Casca Highbottom and Crassus Snow
Dean Highbottom and his friend at the time, Crassus Snow (who was Coriolanus' father) invented the game, but did it as a joke whilst drunk. Unfortunately, it caught on, as is the way with Dr. Gaul:
From The Ballad of Songbirds and Snakes:
“Not in the districts. In the Hunger Games,” Snow corrected him. “I have you to thank for that. After all, you’re responsible for them.”
“Oh, I think half the credit for that goes to your father,” said the dean.
Snow frowned. “How do you mean? I thought the Hunger Games were your idea. Something you came up with at the University?”

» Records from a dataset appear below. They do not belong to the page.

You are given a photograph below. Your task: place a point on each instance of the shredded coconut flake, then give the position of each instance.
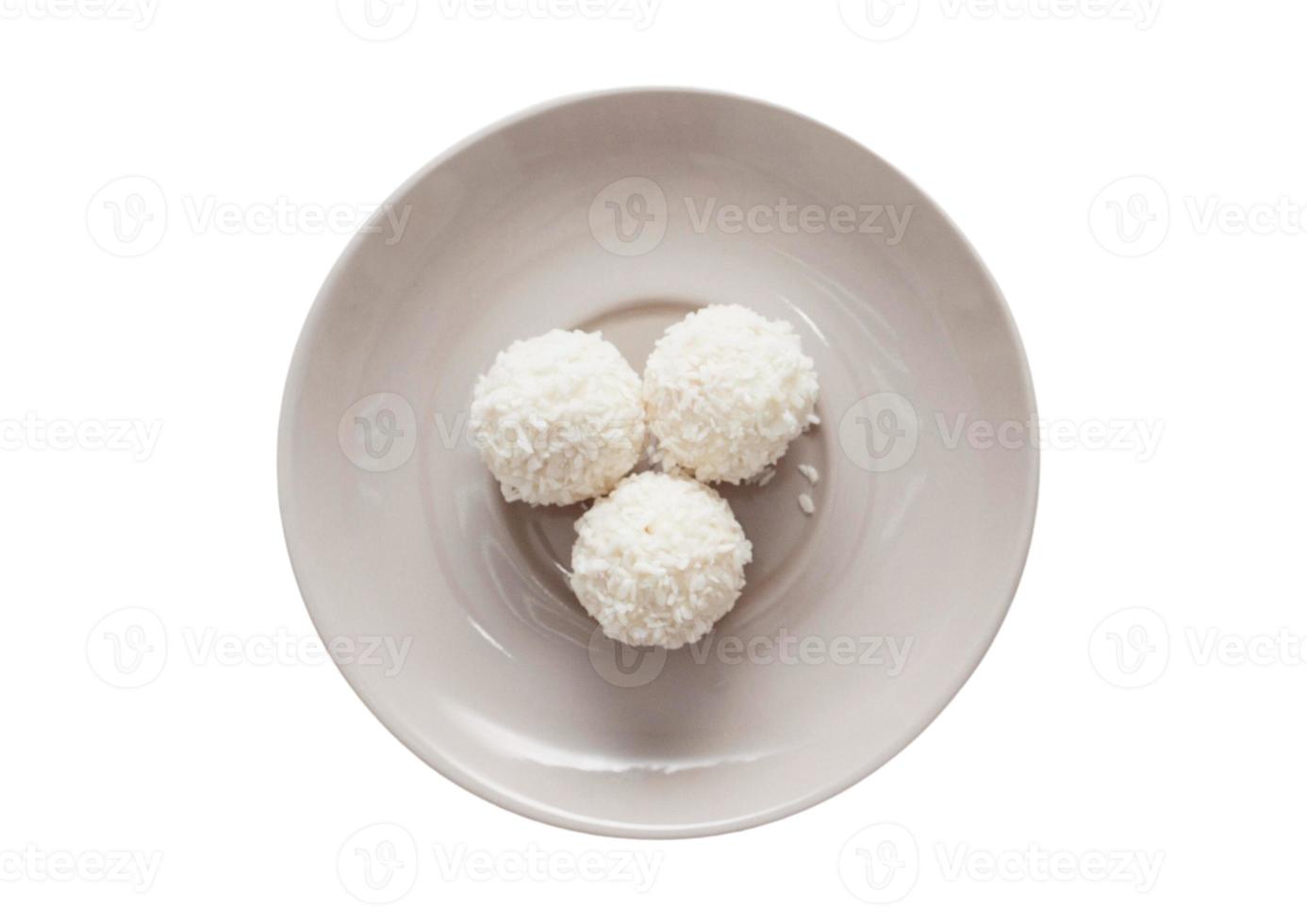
(659, 561)
(725, 391)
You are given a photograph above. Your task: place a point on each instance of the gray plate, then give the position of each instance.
(857, 625)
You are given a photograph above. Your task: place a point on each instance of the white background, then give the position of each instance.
(243, 771)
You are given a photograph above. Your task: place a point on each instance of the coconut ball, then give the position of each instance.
(725, 389)
(659, 559)
(558, 419)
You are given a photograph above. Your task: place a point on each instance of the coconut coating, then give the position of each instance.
(725, 391)
(558, 419)
(659, 561)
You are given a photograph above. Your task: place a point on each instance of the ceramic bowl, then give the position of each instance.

“For Dr. Gaul’s class. Which I was failing, since my loathing of her made participation impossible. We paired off for the final project, so I was with my best friend — Crassus, of course. The assignment was to create a punishment for one’s enemies so extreme that they would never be allowed to forget how they had wronged you. It was like a puzzle, which I excel at, and like all good creations, absurdly simple at its core. The Hunger Games. The evilest impulse, cleverly packaged into a sporting event. An entertainment. I was drunk and your father got me drunker still, playing on my vanity as I fleshed the thing out, assuring me it was just a private joke. The next morning, I awoke, horrified by what I’d made, meaning to rip it to shreds, but it was too late. Without my permission, your father had given it to Dr. Gaul. He wanted the grade, you see. I never forgave him.”
Officialised by Dr. Gaul
Dr. Gaul was a vile woman who was obsessed with the idea of control and the humanity's tendency towards evil.

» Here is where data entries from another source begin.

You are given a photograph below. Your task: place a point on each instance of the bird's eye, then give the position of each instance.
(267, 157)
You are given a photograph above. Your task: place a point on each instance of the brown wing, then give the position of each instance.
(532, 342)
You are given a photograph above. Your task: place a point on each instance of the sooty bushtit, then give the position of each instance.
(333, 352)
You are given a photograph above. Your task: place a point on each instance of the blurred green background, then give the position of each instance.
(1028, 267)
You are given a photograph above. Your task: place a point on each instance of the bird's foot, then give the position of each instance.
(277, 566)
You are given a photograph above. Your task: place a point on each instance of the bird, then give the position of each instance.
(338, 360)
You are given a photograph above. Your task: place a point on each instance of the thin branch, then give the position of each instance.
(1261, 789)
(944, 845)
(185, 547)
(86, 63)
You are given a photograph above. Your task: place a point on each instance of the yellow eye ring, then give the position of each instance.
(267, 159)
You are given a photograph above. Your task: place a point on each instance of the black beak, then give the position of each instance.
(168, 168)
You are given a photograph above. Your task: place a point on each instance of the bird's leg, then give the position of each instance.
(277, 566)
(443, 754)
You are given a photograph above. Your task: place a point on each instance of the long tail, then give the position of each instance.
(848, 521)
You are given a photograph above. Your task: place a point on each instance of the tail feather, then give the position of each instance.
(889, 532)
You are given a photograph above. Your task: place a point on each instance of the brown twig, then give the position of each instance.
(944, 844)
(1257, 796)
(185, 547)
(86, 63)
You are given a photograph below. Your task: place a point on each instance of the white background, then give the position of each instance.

She took the idea that Dean Highbottom came up with and made it official:
“He’s dead,” said Snow.
“But she isn’t,” Dean Highbottom shot back. “It was never meant to be anything more than theoretical. And who but the vilest monster would stage it? After the war, she pulled my proposal out, and me with it, introducing me to Panem as the architect of the Hunger Games. That night, I tried morphling for the first time. I thought the thing would die out, it was so ghastly. It didn’t. Dr. Gaul took it and ran, and she has dragged me along with it for the last ten years.”